Are all wealthy assholes uninteresting? They all seem to be in The Riot Club, a wannabe cautionary tale that indulges in assholery for 90 minutes before wagging its finger at it all. Now I don't need ventures into depravity and privilege to teach me things. There are plenty of gangster movies that make me want to be a gangster, never balancing the bad behaviour with morality. However The Riot Club is never that appealing. I never wanted to be these boys and thus could never have fun living vicariously through the film.

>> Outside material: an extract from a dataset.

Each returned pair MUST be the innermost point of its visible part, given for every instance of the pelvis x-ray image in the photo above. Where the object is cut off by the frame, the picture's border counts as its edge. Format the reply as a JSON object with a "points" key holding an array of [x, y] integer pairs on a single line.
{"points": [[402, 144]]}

The film is said to be loosely based on the play Posh, but the writer Laura Wade has denied the connection. The Riot Club is about 10 obscenely privileged brats who are enfolding two new candidates into the fold. One is living in the shadow of his brother, a former president of the club. The other is Miles Richards, played by Max Irons. He is the moral center of the film and we know this because his girlfriend is terribly un-posh. The film's second half focuses on one night where their debauchery goes to far.
Director Lone Scherfig did a wonderful job with An Education. Here he struggles to balance to tonal shift from riot to reprimand. He also doesn't have Nick Hornsby's witty dialogue to fall back on and Scherfig struggles to make the film visually interesting. This points out how weak some of the dialogue and characters are.
Riot Boys is fun for a little bit. The material seems suited more towards a show on the CW than it does a motion picture. The last minute shift to try to pull a lesson out of the movie makes the enjoyable first half feel like a guilty indulgence rather than fun. The ensemble is attractive but none of the performances feel deep or three dimensional.